Solved – Updating decision tree for new data

boostingcartmachine learning

Lets say you have trained a decision tree for 40 gigs of data.
On Monday morning you receive 10Gig new data and produce some results quickly
to report to your boss.

Can you update the decision tree using the new data?

or all data has to be used to train the tree
and that would take long, and therefore task is not doable?
If doable how?
if not doable, why?

Best Answer

Given we have a single decision tree that has been trained using an initial dataset, yes, we can theoretically update it using new data instead of retrain it. Practically though, no, it is somewhat of an academic exercise in the use case described.

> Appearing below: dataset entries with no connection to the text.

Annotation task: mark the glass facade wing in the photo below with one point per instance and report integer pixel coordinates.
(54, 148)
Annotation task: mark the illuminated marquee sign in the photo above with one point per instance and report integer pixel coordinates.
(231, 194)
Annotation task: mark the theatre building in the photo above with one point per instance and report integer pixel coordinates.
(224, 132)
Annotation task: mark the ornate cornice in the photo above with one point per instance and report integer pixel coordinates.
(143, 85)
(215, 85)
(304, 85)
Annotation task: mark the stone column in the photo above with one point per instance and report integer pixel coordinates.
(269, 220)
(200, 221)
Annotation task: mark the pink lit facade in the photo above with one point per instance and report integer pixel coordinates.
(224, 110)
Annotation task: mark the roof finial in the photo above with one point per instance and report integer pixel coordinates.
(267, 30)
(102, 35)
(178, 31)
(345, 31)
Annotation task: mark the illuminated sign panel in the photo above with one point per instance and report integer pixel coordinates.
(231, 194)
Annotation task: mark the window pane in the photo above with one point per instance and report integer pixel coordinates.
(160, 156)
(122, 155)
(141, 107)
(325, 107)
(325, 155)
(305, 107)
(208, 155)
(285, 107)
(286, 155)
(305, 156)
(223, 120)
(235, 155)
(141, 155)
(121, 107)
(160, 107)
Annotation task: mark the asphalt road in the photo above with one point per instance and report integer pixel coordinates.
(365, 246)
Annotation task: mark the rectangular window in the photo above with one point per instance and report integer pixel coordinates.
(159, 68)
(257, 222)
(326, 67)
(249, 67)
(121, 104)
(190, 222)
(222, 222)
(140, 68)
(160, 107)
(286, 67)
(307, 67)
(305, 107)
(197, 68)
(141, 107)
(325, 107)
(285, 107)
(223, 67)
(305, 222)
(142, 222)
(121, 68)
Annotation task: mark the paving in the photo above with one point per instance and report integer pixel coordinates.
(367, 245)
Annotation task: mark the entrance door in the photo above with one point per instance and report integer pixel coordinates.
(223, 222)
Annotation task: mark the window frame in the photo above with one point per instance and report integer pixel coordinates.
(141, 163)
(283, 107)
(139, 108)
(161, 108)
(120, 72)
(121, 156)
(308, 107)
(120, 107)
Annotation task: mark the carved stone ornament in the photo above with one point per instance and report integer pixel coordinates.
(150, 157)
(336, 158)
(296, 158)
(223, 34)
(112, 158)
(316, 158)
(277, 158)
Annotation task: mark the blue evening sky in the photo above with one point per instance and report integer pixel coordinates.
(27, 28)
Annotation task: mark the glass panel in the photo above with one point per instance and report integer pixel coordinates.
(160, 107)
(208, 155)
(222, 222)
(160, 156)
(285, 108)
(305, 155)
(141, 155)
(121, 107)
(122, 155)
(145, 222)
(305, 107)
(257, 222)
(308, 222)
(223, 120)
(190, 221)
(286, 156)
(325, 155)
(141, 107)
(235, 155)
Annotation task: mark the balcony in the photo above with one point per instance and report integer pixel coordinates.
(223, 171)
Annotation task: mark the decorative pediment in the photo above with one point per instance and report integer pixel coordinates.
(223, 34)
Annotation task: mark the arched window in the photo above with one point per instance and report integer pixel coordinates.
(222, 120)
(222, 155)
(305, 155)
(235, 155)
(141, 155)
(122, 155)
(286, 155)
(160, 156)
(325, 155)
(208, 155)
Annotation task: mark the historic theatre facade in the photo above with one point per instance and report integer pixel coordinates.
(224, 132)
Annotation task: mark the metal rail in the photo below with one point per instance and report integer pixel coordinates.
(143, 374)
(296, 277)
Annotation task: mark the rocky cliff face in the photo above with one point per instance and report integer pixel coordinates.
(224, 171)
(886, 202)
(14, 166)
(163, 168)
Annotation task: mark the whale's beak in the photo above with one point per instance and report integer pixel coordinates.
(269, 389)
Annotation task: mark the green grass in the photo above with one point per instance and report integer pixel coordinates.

Theoretically it is feasible. There is research on this kind of functionality, particularly on the use of decision trees for data streams. An example method would be UCVFDT (Uncertainty-handling and Concept-adapting Very Fast Decision Trees) by Liang et al., new data are weighted more heavily than priorly known and the tree is rebalanced sequentially. Krawczyk et al. (2017) Ensemble learning for data stream analysis: A survey presents a nice overview on data stream analysis. Boosting approaches lend themselves a bit more naturally to stream data as the concept of "iteration" is more explicit but single tree models are also feasible. Having mentioned the above, if we only have a single batch coming up once a week we might as well retrain the decision tree model we use. The resulting model will be more accurate, better understood, easier to maintain and readily available in almost any programming language.